Igreja Heliocêntrica do Sagrado EvangÉlio

Criar igreja e se livrar de imposto custa R$ 418

Bastaram dois dias úteis e R$ 218,42 em despesas de cartório para a reportagem da Folha criar uma igreja. Com mais três dias e R$ 200, a Igreja Heliocêntrica do Sagrado EvangÉlio já tinha CNPJ, o que permitiu aos seus três fundadores abrir uma conta bancária e realizar aplicações financeiras livres de IR (Imposto de Renda) e de IOF (Imposto sobre Operações Financeiras).

Seria um crime perfeito, se a prática não estivesse totalmente dentro da lei. Não existem requisitos teológicos ou doutrinários para a constituição de uma igreja. Tampouco se exige um número mínimo de fiéis.

Basta o registro de sua assembleia de fundação e estatuto social num cartório. Melhor ainda, o Estado está legalmente impedido de negar-lhes fé.

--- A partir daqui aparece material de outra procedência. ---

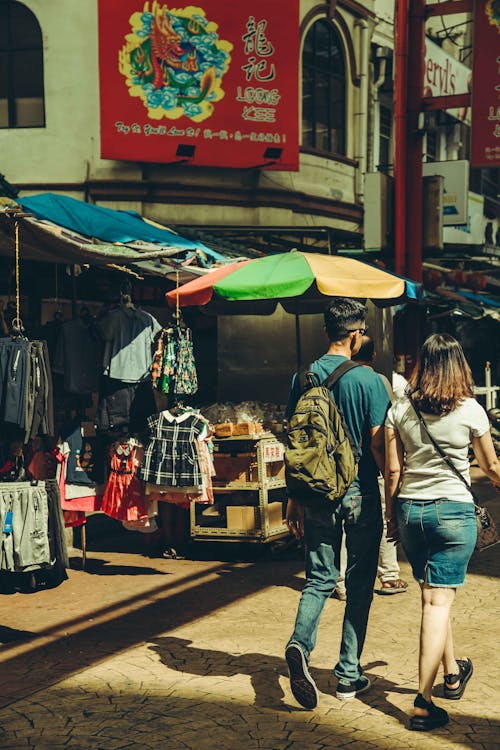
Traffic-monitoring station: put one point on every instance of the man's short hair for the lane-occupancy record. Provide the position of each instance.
(343, 315)
(366, 350)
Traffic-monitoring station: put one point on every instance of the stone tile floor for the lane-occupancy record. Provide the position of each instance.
(188, 654)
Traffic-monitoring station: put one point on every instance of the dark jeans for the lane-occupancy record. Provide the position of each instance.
(360, 516)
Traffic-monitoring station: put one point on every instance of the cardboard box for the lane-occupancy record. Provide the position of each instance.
(229, 469)
(247, 428)
(242, 517)
(275, 512)
(224, 429)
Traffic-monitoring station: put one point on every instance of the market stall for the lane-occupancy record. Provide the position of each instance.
(91, 389)
(249, 486)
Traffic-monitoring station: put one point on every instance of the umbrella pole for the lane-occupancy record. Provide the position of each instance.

Como reza o parágrafo 1º do artigo 44 do Código Civil: "São livres a criação, a organização, a estruturação interna e o funcionamento das organizações religiosas, sendo vedado ao poder público negar-lhes reconhecimento ou registro dos atos constitutivos e necessários ao seu funcionamento".

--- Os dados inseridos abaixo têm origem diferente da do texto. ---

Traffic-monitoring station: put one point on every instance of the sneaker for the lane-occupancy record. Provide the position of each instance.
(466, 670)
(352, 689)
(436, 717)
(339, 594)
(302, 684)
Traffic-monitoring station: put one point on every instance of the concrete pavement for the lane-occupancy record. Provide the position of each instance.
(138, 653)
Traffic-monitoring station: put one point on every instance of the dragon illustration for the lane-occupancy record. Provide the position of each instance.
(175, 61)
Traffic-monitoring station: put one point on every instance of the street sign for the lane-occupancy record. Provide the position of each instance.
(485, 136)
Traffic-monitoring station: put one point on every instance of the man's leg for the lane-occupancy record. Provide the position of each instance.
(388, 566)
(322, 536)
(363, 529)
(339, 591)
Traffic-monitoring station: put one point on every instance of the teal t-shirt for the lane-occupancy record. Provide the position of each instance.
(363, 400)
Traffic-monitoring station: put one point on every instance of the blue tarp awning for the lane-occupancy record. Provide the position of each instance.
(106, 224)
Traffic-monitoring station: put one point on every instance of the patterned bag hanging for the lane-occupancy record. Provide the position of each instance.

A autonomia de cada instituição religiosa é quase total. Desde que seus estatutos não afrontem nenhuma lei do país e sigam uma estrutura jurídica assemelhada à das associações civis, os templos podem tudo.

A Igreja Heliocêntrica do Sagrado EvangÉlio, por exemplo, pode sem muito exagero ser descrita como uma monarquia absolutista e hereditária. Nesse quesito, ela segue os passos da Igreja da Inglaterra (anglicana), que tem como "supremo governador" o monarca britânico.

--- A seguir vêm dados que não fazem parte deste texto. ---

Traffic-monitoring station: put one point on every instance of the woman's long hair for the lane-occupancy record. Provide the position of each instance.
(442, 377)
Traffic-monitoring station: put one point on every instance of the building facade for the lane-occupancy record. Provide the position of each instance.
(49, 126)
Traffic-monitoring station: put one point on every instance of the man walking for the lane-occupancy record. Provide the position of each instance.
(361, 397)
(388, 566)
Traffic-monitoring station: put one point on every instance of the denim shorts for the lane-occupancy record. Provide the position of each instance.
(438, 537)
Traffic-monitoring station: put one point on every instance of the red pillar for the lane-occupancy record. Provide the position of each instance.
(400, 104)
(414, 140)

Livrar-se de tributos é a principal vantagem material da abertura de uma igreja. Nos termos do artigo 150, VI, b da Constituição, templos de qualquer culto são imunes a impostos que incidam sobre o patrimônio, a renda e os serviços, relacionados com suas finalidades essenciais.

Isso significa que, além de IR e IOF, igrejas estão dispensadas de IPTU (imóveis urbanos), ITR (imóveis rurais), IPVA (veículos), ISS (serviços), para citar só alguns dos vários "Is" que assombram a vida dos contribuintes brasileiros. A única condição é que todos os bens estejam em nome do templo e que se relacionem a suas finalidades essenciais -as quais são definidas pela própria igreja.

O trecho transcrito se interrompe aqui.